My son was then seven, so throughout these years I'd thought a lot about developmental psychology. I knew that everything he did was aimed at building an identity within himself and in the world around him. I also knew this process starts in infancy, that from the moment any baby's born it is adapted to seek out certain clues, certain perceptions, in order to find its place in the world. So as I stared at the Man's face it gradually occurred to me that maybe we had stumbled on just such a percept, such a clue; a primal image. Infants seek their mother's faces, yet newborns, we know, encounter a vast chaos. First they must learn to perceive. They must distinguish near from far, figure from field, and that when objects that have disappeared return to view they do so on a continuos axis in time. This is how infants, through their ceaseless groping and testing, construct the world of space and time as a coherent whole. It's an achievement that is beyond language and beyond culture and that over a lifetime represents to us, at the deepest level of experience, our primal sense of reality. In the case of the Man's face I theorize that an inverted triangle corresponds to the basic pattern of eyes and mouth in the human face. What could be more simple and significant? To an infant it would read like a first rudimentary map of our humanness drawn in bold outline. I believe that myth and ritual use such patterns and images to reenact experiences of this sort. This is the source of their power. They return us to a primordial world which represents, for each and every one of us, the source of our separate beings.

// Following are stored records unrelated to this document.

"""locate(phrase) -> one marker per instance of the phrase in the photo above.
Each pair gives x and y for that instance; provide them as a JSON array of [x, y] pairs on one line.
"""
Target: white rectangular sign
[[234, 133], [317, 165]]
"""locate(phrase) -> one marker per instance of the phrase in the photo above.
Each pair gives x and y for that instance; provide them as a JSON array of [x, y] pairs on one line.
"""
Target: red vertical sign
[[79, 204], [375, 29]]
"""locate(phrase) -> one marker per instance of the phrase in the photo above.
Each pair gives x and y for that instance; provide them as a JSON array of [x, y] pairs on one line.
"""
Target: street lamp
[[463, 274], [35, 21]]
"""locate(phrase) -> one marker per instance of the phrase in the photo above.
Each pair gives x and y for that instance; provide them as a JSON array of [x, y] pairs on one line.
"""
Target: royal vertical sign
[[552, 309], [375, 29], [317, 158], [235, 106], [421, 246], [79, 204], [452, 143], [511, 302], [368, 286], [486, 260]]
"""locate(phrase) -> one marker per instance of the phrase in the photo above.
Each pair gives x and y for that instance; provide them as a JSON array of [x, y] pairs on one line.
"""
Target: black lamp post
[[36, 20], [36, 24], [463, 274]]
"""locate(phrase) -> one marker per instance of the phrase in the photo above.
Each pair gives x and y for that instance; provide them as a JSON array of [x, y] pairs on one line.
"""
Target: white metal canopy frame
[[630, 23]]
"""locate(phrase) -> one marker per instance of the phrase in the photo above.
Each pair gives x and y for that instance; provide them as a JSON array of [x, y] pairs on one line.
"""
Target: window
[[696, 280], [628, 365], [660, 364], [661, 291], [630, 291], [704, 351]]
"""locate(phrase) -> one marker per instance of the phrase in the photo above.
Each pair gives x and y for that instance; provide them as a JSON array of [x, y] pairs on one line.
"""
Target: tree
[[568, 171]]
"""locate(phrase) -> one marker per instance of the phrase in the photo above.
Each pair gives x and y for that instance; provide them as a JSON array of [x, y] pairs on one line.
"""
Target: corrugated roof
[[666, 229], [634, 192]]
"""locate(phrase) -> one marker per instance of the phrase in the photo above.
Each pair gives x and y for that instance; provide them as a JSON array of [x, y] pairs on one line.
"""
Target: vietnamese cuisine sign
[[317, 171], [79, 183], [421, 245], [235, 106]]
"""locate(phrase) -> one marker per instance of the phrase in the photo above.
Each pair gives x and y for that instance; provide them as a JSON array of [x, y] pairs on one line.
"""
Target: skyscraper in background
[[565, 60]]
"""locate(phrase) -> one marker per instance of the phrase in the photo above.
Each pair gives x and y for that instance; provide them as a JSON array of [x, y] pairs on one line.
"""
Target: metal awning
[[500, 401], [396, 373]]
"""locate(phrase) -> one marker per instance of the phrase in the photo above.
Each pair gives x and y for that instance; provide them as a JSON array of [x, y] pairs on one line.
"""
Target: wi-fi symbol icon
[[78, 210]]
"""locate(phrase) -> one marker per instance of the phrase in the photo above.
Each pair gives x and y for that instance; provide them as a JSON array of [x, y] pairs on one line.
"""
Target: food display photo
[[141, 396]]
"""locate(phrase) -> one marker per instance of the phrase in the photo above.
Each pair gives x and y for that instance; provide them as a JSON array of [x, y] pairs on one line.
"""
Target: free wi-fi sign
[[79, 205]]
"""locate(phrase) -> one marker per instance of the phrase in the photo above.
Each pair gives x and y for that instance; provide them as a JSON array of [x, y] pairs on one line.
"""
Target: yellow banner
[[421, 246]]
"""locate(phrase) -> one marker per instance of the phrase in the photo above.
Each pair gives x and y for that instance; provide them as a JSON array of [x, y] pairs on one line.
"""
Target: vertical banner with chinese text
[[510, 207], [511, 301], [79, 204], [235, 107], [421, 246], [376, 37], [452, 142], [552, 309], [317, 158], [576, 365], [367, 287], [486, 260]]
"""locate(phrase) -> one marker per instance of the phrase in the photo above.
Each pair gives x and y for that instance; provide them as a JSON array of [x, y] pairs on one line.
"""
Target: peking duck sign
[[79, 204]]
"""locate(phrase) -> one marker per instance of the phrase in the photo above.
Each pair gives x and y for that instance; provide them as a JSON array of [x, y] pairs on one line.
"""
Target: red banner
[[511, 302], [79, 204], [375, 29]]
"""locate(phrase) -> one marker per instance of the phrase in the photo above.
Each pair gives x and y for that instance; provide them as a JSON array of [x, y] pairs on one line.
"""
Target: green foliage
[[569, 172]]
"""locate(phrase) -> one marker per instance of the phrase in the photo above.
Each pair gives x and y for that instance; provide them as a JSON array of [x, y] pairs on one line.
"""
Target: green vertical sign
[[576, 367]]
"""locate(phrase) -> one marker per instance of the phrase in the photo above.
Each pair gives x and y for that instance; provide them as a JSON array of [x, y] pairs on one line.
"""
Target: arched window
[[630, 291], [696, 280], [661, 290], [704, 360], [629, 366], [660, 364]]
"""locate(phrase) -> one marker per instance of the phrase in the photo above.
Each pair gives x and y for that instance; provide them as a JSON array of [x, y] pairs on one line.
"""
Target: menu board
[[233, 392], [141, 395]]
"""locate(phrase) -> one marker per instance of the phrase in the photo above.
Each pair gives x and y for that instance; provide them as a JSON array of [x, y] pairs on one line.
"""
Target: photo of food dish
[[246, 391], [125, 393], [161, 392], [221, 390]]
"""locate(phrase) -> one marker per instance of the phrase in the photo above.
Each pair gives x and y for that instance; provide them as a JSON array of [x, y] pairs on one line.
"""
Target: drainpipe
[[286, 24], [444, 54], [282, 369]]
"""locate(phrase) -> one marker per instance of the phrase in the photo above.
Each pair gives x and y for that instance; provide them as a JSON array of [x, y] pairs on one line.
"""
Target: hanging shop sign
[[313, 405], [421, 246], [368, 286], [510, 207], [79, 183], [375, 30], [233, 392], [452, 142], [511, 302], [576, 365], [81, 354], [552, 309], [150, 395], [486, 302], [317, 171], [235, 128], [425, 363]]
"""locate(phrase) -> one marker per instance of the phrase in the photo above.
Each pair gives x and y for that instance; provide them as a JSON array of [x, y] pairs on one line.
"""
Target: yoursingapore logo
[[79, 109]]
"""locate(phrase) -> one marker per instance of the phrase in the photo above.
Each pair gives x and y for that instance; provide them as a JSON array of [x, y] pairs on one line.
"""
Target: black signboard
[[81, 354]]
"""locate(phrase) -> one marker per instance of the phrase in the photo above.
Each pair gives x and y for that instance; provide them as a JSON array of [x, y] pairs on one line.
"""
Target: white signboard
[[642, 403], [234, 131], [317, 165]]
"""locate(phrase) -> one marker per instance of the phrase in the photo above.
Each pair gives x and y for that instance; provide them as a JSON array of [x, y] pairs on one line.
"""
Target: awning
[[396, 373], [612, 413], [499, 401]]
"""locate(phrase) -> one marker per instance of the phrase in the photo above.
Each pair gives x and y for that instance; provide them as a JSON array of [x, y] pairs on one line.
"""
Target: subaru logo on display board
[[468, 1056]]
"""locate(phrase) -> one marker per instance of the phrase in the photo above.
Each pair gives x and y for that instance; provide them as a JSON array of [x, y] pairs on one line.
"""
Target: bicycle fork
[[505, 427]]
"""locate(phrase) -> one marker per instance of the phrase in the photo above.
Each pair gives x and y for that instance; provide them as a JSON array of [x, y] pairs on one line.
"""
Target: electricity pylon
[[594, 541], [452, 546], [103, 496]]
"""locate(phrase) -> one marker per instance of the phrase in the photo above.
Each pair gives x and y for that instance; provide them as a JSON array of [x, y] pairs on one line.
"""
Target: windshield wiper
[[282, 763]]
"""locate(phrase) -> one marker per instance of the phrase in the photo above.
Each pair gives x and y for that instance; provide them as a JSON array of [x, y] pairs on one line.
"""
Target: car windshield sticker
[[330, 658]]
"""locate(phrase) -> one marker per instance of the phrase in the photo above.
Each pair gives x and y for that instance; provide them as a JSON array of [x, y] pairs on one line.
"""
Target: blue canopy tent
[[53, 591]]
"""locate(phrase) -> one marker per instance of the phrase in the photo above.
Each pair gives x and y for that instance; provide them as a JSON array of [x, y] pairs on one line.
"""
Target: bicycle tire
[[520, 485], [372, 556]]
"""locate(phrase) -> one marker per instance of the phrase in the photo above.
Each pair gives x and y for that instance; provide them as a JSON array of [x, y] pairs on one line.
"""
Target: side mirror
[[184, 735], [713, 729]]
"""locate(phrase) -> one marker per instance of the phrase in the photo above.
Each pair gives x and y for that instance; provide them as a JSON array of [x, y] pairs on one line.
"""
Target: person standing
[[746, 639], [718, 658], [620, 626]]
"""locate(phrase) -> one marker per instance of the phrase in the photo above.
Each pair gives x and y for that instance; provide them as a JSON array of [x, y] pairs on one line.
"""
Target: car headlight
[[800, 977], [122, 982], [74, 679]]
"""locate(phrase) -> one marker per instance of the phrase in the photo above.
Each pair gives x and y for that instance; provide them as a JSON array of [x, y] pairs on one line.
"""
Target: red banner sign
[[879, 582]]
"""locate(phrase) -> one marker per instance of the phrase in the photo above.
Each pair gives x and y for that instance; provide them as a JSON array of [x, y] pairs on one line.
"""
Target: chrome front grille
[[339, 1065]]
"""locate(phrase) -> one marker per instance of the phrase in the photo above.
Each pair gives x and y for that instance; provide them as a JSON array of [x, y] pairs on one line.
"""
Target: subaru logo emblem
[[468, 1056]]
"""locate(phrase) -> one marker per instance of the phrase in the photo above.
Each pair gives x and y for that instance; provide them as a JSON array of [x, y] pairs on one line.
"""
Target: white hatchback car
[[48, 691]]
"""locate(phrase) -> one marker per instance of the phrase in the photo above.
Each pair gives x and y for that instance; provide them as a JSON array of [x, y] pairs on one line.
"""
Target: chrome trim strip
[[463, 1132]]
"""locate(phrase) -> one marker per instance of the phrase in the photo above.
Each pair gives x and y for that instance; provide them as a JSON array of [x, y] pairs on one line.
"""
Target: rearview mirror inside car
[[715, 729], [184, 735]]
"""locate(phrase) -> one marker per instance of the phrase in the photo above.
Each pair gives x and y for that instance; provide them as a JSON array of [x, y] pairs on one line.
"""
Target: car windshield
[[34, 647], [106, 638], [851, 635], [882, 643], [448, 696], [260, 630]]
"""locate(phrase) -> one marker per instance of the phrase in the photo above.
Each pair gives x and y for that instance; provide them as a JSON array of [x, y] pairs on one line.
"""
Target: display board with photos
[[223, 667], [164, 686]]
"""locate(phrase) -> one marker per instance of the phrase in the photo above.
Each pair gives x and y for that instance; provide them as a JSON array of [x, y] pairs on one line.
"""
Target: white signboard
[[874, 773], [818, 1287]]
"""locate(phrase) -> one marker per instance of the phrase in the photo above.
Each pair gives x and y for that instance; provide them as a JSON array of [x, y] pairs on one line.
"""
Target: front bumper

DVR: How does this relate to the postmodern world?

LH: I think we need a unifying symbol that's accessible to a diverse array of people. Our world is multicultural. People need an experience which both transcends these differences and respects them. That's where Burning Man comes in. We share no single belief today. There is no dominant ideology in our society. But Burning Man is not about belief. It's an immediate experience which transcends any culture-bound concept. I speculate about the role of the primal, but my thoughts on this subject are after the fact. The proof lies in the experience itself. Since we first placed a face on the Man this has always been true. The only possible thing that can hold us together is something which, in itself, lies beyond words and ideology; a return to the archaic.

DVR: How does this agenda play itself out in the desert?

LH: It's a virtual diagram of what we've discussed. The Man, as I've said, forms an absolute center. He stands at the end of a monumental avenue that's lined with wooden spires. It's like a Neolithic temple complex . It harkens back to an historic moment when science, art, and politics were all one thing, all united in a single sacramental act. All over the world, at the very dawn of civilized history, we see evidence of this. Great temples, axis mundi -- "world navels" they're called-- dominated public space. However, our public encampment, by contrast, is a secular space. It spreads out in an anarchic sprawl. Everyone is free to choose their spot within it and to express themselves however they please. The days before the burning are a kind of Saturnalia, a spread-eagle celebration of whatever makes each person unique. But, at the burning pageant Sunday night, they come together. It's a collective act of witness, a homage to what we hold radically in common. As I said, It forms a kind of diagram. Our camp is eccentric-- we've been called the "eccentric elite". But our collective ritual is powerfully concentric. It's designed to unite us around a world axis which transcends these differences. Either of these two extreme types of experience by itself might be dangerous. But, combined, I think they offer a kind of solution to the postmodern problem.

Larry Harvey is the founder and director of the Burning Man Project. Darryl Van Rhey is a writer residing in San Francisco.